The probability of drawing a fiction book 72/95 = .7578 = 75.78% the probability of dawing a hardbook = 28/95 = .2947 = 29.47% the probability of drawing a fiction book then hardcover WITH replacement is .7578 x .2947 = .2233 = 22.33%

(sum(book_class$type=="fiction"))/sum(table(book_class)) *
(sum(book_class$format=="hardcover"))/(sum(table(book_class)))
## [1] 0.2233795
  1. The final answers to parts b and c are very similar. Explain why this is the case.

the larger the samples the smaller the difference.

Random Variables

2.38 Baggages fees: An airline charges the following baggage fees: $25 for the first bag and $35 for the second. Suppose 54% of passengers have no checked luggage, 34% have one piece of checked luggage and 12% have two pieces. We suppose a negligible portion of people check more than two bags.

  1. Build a probability model, compute the average revenue per passenger, and compute the corresponding standard deviation.
num_bags <- c('no-bags', 'one-bags', 'two-bags')
bag_fee <- c(0,25,35)
pass <- c(.54, .34, .12)
sample <- data.frame(num_bags, pass, bag_fee)
average_revenue <- (sum((sample$pass*sample$bag_fee))/sum(sample$pass))
average_revenue
## [1] 12.7
sqrt(0.54*(0-average_revenue)^2 + 0.34*(25-average_revenue)^2 + 0.12*(35-average_revenue)^2)
## [1] 14.07871

  1. About how much revenue should the airline expect for a flight of 120 passengers? With what standar deviation? Note any assumption you make and if you think they are justified.

    Total passengers 120 Assuming that 54% of passengers have no checked luggage, 34% have one piece of checked luggage and 12% have two pieces

    65 passengers have no checked bag 41 passengers have one checked bag 14 passengers have two checked bag

avg120flight <- (65*0 + 41*25 + 14 *25 + 14 * 35)
avg120flight
## [1] 1865
x <- c(0, 1025,840)
# Standar deviation of the revunue for a flight of 120 passengers
sqrt(sum((x-mean(x))^2/(length(x)-1)))
## [1] 546.2676
sd(x)
## [1] 546.2676

Continuos Distribution 2.44 Income and Gender. The relative frequency table below displays the distribution of annual total personal income (in 2009 inflation-adjusted dollars) for a representative sample of 96,420,486 Americans. These data come from the American Community Survey for 2005-2009. This sample is comprised of 59% males and 41% females.

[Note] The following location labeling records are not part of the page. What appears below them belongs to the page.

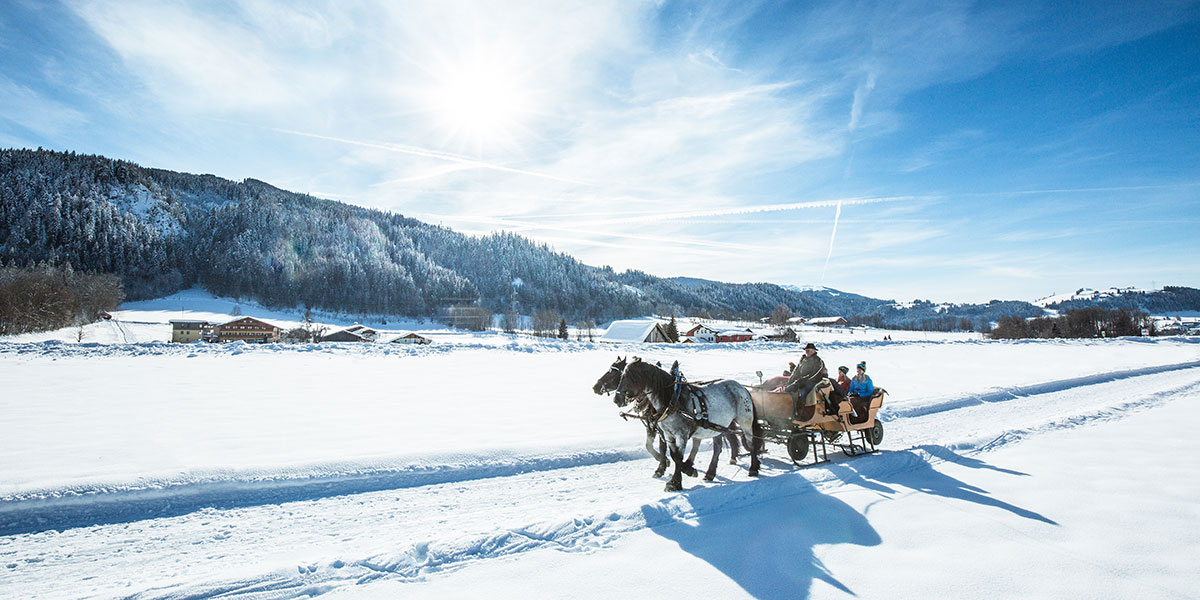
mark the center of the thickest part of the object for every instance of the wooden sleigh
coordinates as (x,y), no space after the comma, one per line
(815,430)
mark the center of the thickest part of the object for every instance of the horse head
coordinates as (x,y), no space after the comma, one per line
(637,381)
(609,381)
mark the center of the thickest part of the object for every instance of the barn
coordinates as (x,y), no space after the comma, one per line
(635,331)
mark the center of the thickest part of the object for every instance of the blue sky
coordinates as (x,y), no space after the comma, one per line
(952,151)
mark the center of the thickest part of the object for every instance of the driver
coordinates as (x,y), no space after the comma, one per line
(805,376)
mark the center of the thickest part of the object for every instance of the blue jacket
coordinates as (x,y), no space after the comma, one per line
(864,388)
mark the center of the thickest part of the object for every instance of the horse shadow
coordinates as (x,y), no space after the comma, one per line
(762,534)
(910,471)
(767,546)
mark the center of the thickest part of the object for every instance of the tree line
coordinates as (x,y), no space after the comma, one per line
(1091,322)
(45,298)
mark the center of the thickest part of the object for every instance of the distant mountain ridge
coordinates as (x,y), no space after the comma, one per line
(162,231)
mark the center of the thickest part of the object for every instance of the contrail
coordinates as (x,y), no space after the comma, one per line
(832,235)
(435,154)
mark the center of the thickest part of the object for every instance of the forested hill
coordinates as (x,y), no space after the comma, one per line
(162,231)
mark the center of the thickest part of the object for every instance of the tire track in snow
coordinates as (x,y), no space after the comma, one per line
(1005,394)
(64,509)
(417,562)
(432,552)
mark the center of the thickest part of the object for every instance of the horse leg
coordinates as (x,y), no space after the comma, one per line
(676,483)
(717,454)
(755,448)
(660,454)
(689,466)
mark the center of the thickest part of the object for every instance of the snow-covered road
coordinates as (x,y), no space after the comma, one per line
(515,510)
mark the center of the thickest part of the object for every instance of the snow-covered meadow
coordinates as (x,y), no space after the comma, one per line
(484,465)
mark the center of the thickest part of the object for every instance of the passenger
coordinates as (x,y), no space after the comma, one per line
(862,385)
(807,375)
(843,381)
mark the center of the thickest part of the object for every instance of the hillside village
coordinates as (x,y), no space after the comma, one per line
(251,330)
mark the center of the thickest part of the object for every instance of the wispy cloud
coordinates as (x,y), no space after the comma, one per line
(730,141)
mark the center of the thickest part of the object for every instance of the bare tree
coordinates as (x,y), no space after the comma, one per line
(780,315)
(545,323)
(510,322)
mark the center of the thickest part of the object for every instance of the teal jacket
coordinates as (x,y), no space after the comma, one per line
(862,385)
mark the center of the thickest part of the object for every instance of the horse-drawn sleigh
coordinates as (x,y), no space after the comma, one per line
(676,412)
(815,429)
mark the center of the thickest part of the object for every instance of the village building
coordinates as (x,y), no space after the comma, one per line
(247,329)
(409,337)
(827,322)
(352,334)
(635,331)
(700,333)
(735,335)
(187,331)
(774,334)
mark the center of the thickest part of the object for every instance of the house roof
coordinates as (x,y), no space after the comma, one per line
(247,318)
(819,321)
(403,335)
(630,331)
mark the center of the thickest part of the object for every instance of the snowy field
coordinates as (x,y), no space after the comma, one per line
(487,467)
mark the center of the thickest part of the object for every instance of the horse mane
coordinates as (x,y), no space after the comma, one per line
(652,378)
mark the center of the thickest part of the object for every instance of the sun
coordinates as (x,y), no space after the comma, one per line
(481,100)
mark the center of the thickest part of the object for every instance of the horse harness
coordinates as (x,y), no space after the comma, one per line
(645,411)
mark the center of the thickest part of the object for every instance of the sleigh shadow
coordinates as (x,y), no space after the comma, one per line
(768,549)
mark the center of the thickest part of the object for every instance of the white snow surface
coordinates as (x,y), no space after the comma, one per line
(486,466)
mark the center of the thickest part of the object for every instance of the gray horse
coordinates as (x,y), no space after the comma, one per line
(609,382)
(696,413)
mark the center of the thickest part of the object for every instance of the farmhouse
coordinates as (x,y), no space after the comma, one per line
(352,334)
(635,331)
(700,333)
(735,335)
(187,331)
(409,337)
(247,329)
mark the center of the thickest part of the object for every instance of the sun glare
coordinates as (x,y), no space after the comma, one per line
(481,101)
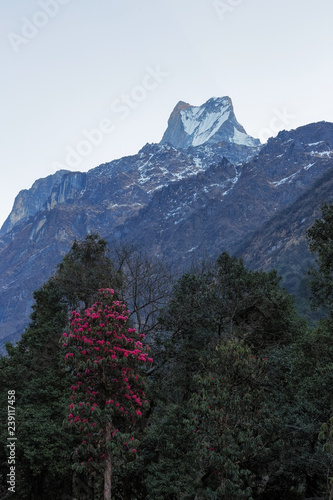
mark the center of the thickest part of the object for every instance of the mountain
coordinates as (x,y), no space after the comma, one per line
(211,123)
(204,195)
(226,203)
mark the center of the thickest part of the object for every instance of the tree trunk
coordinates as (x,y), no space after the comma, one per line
(108,465)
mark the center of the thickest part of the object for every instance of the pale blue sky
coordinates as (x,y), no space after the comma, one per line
(70,67)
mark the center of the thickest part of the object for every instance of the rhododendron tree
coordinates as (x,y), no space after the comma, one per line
(107,359)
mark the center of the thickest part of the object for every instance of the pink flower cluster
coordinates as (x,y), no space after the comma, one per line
(105,355)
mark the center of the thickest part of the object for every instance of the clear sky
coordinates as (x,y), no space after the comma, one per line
(85,82)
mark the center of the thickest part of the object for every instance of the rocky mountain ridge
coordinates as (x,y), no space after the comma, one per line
(174,201)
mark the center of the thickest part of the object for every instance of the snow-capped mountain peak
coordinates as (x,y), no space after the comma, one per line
(212,122)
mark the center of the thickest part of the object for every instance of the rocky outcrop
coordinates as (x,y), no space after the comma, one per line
(31,201)
(211,123)
(175,202)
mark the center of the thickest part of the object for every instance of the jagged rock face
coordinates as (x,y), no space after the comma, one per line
(210,123)
(217,209)
(31,201)
(175,202)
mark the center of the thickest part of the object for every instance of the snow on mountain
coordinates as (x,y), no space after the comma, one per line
(211,123)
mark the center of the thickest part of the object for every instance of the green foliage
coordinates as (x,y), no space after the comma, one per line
(84,270)
(320,237)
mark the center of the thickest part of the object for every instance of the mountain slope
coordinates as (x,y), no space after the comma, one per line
(173,201)
(210,123)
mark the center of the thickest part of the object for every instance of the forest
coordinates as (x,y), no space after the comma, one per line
(133,381)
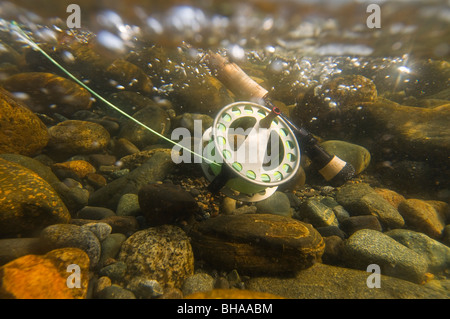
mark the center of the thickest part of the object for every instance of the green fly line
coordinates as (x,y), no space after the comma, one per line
(99,97)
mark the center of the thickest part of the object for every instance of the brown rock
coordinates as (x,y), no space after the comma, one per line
(423,217)
(96,180)
(392,197)
(44,277)
(166,204)
(77,137)
(442,208)
(22,132)
(232,294)
(27,202)
(79,168)
(129,76)
(161,253)
(257,243)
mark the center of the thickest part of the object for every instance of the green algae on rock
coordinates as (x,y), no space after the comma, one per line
(330,282)
(257,243)
(22,132)
(367,246)
(162,253)
(351,153)
(77,137)
(27,202)
(49,93)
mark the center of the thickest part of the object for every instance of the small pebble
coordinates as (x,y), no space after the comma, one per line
(128,205)
(96,213)
(101,230)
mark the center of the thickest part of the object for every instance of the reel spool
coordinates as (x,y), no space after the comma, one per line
(243,141)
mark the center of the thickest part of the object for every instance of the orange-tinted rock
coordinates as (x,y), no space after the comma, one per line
(257,243)
(392,197)
(232,294)
(78,167)
(49,93)
(22,132)
(27,202)
(129,76)
(45,277)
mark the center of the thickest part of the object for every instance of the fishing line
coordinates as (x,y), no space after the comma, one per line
(35,46)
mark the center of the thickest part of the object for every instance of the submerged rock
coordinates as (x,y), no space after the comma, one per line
(437,254)
(184,81)
(166,204)
(324,108)
(361,199)
(77,137)
(13,248)
(27,202)
(45,277)
(66,235)
(129,76)
(278,204)
(158,253)
(367,246)
(423,217)
(330,282)
(354,154)
(257,243)
(22,132)
(153,169)
(317,213)
(152,116)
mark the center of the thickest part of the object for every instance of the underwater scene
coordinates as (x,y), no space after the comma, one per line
(215,149)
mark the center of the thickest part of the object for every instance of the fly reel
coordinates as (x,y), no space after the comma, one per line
(251,150)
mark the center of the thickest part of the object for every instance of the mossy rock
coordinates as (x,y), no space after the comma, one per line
(27,202)
(257,243)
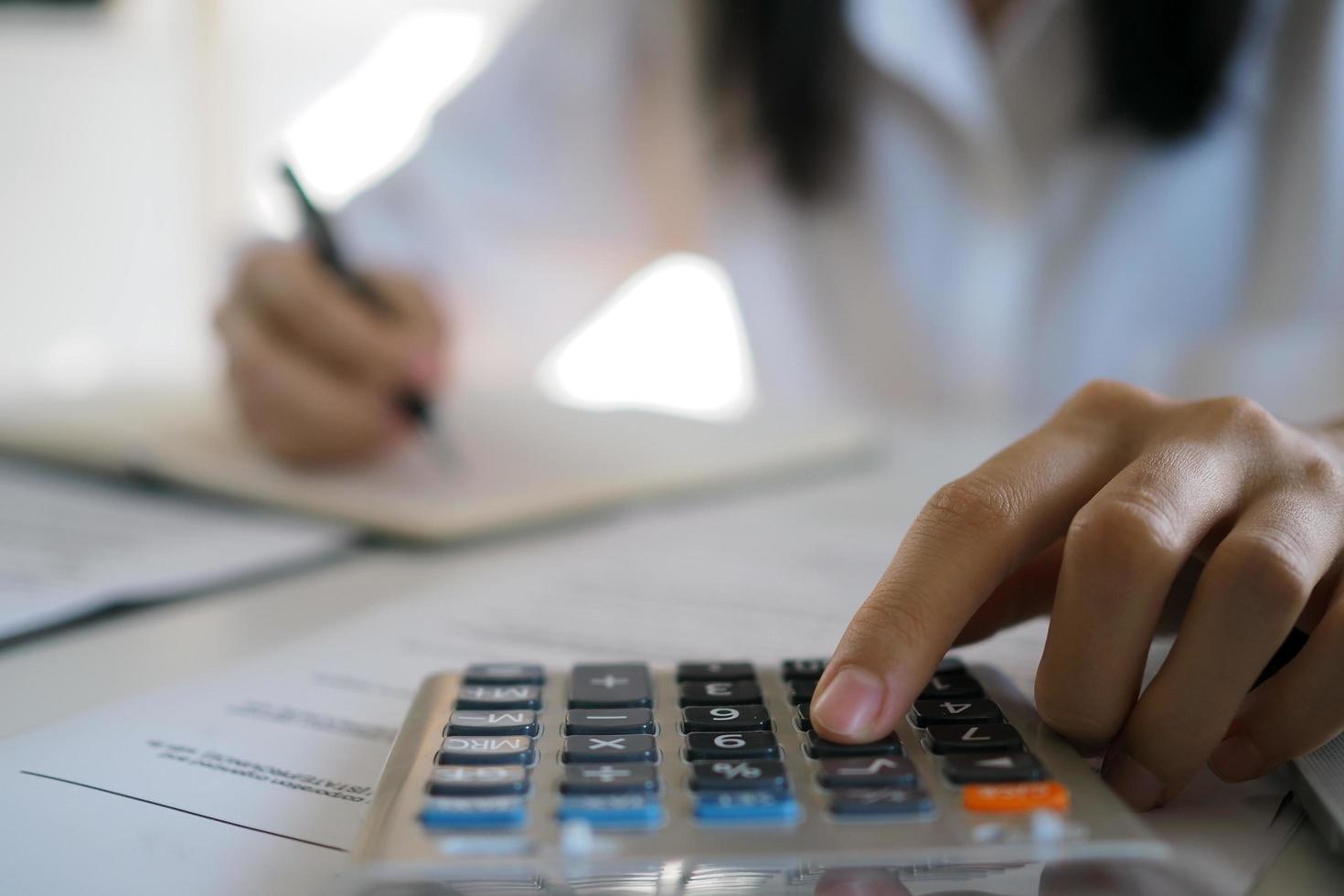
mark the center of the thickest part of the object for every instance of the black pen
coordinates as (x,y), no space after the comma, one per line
(411,402)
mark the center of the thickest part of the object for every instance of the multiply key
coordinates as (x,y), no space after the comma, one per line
(499,698)
(598,687)
(603,749)
(486,752)
(483,721)
(987,738)
(951,712)
(720,693)
(738,774)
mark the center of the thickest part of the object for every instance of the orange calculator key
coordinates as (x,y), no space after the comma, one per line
(1024,797)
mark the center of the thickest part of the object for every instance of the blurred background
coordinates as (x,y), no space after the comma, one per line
(140,146)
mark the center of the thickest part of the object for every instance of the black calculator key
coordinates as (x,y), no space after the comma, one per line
(738,774)
(725,719)
(745,744)
(867,772)
(953,686)
(494,721)
(609,721)
(486,752)
(601,686)
(951,667)
(715,672)
(720,693)
(499,698)
(823,749)
(804,669)
(477,781)
(801,690)
(600,781)
(880,801)
(951,712)
(609,749)
(504,673)
(975,769)
(986,738)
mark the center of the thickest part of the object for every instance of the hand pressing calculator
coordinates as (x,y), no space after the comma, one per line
(709,778)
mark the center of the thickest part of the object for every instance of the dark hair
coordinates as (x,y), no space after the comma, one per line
(1158,68)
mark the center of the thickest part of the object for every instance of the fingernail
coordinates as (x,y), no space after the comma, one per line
(849,703)
(1237,759)
(1137,786)
(425,369)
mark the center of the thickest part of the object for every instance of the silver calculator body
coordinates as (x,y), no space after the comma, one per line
(679,850)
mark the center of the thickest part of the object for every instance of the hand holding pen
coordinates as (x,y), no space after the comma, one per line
(328,367)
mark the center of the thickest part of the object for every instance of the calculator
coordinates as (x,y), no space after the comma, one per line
(707,776)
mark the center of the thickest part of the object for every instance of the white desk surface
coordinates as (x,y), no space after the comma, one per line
(59,673)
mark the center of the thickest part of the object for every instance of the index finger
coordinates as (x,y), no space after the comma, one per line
(971,536)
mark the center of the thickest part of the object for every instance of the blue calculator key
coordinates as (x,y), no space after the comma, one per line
(499,698)
(628,813)
(474,813)
(504,673)
(746,807)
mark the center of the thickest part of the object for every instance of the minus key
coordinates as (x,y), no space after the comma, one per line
(609,721)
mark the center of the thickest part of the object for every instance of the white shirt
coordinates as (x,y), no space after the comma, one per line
(997,249)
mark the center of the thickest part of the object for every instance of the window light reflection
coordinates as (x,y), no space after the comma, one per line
(669,338)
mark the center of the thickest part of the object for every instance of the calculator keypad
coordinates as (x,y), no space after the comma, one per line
(732,763)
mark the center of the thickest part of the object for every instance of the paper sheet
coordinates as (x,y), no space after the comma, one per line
(256,781)
(74,544)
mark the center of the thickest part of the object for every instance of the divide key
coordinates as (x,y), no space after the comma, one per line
(603,686)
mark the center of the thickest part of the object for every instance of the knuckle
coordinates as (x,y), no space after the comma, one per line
(975,503)
(1243,417)
(1083,721)
(1128,523)
(1324,475)
(1270,566)
(890,618)
(1106,398)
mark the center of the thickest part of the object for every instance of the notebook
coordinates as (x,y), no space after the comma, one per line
(503,460)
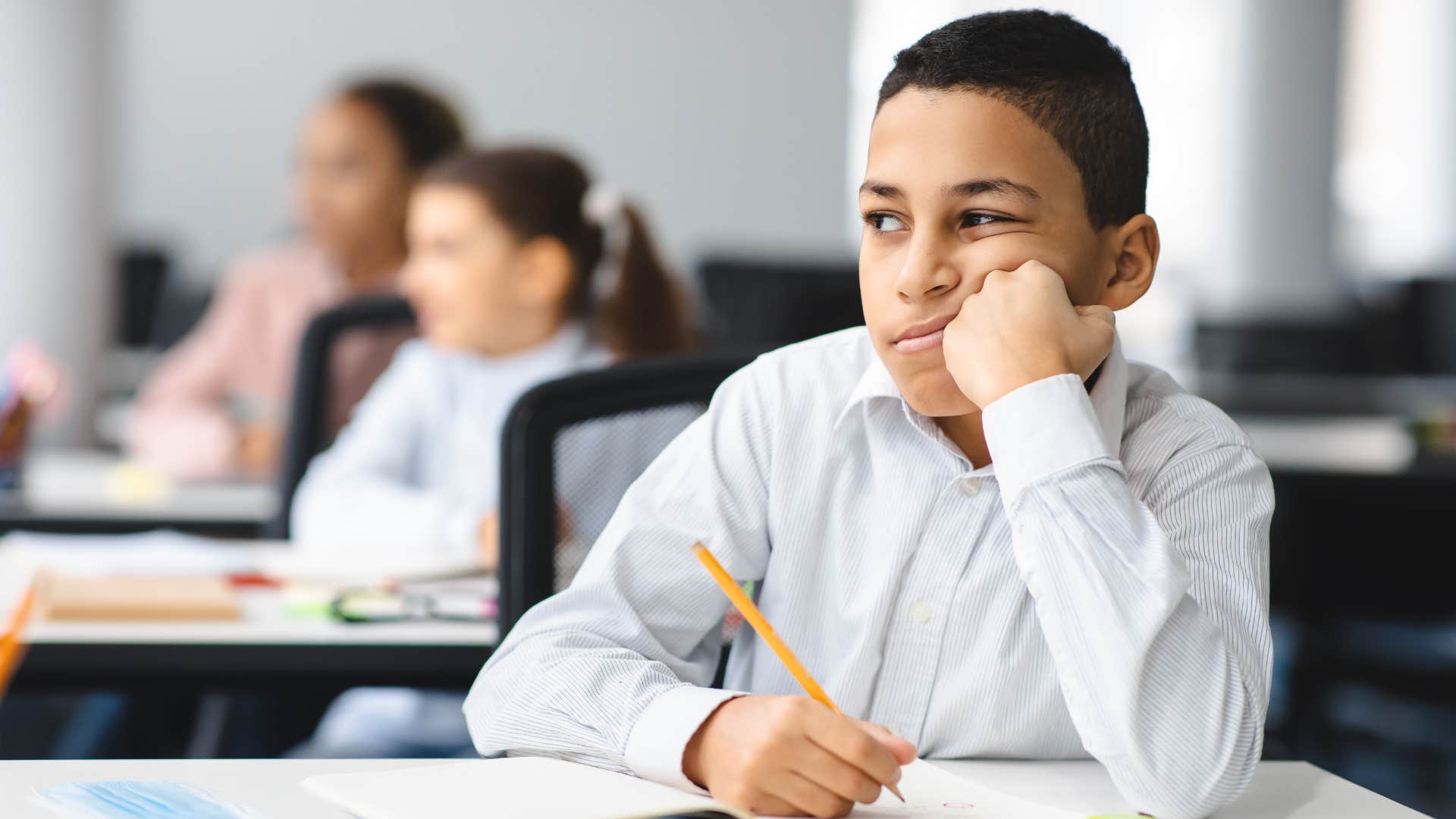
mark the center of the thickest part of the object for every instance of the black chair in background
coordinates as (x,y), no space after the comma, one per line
(309,409)
(761,305)
(568,453)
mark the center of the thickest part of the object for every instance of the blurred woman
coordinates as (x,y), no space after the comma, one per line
(520,270)
(215,406)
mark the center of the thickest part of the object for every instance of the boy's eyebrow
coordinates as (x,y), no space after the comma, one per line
(968,188)
(999,186)
(881,190)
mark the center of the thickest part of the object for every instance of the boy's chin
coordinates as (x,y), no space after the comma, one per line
(935,395)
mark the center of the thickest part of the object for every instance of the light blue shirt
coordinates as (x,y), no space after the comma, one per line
(1103,589)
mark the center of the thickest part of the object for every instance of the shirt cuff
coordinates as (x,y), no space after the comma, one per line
(661,733)
(1038,430)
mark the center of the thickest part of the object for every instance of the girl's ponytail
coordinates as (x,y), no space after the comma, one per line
(622,290)
(641,309)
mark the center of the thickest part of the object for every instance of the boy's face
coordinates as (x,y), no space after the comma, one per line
(957,186)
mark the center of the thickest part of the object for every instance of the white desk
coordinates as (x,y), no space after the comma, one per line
(1293,790)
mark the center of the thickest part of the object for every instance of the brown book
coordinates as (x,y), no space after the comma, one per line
(137,598)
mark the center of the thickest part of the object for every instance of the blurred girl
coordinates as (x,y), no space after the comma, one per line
(519,273)
(215,404)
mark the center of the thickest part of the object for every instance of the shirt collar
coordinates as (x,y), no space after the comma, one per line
(1109,394)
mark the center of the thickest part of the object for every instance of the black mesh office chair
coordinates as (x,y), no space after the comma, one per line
(568,453)
(309,409)
(761,305)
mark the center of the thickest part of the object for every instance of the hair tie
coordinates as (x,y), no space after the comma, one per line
(604,209)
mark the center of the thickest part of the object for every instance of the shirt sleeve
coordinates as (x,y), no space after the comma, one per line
(181,423)
(360,500)
(1156,608)
(612,670)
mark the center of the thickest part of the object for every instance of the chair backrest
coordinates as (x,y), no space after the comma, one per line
(309,430)
(762,305)
(571,447)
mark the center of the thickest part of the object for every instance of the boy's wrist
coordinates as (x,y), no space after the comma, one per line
(660,739)
(1041,428)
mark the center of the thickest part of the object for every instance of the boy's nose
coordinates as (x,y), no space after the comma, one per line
(927,275)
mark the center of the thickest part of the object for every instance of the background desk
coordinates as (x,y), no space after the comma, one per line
(265,651)
(72,490)
(1294,790)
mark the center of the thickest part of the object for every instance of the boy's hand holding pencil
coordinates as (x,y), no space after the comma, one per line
(789,755)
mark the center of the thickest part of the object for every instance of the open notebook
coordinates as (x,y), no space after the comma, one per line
(549,789)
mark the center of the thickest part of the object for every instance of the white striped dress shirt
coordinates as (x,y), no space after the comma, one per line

  1. Describe the distribution of total personal income.
Income_range <- c("1 to $9999 or loss",
                  "10,000 to 14,999", "15, 000 to 24,999",
                  "25,000 to 34,999", "35,000 to 49,999", 
                  "50,000 to 64,999", "65,000 to 74,999",
                  "75,000 to 99,999", "100,000 or more")
total <- c(.022, .047, 0.158, 0.183, 0.212, 0.139, 0.058, 0.084, 0.097)
x <- data.frame (Income_range, total)
x
##         Income_range total
## 1 1 to $9999 or loss 0.022
## 2   10,000 to 14,999 0.047
## 3  15, 000 to 24,999 0.158
## 4   25,000 to 34,999 0.183
## 5   35,000 to 49,999 0.212
## 6   50,000 to 64,999 0.139
## 7   65,000 to 74,999 0.058
## 8   75,000 to 99,999 0.084
## 9    100,000 or more 0.097
barplot(total)

  1. What is the probability that a randomly chosen US resident makes less than $50,000 per year?

    P(less than 50,000) = 2.2 + 4.7 + 15.8 + 18.3 + 21.2 = 62.2 %

  2. What is the probability that a randomly chosen US resident makes less than $50,000 per year and is female? Note any assumptions you make.

    P(less than 50,000 and gender = female) = P(less than $50,000) * P(gender= female) = 0.622 x 0.410 = 0.255 = 25.5%

  3. The same data source indicates that 71.8% of females make less than $50,000 per year. Use this value to determine whether or not the assumption you made in part (c) is valid.

    Gender and income are dependent variables,I am not able to calculate the probability of 71.8% of females making less than $50,000 because the total population making less than 50,000 (C) is 62.2%.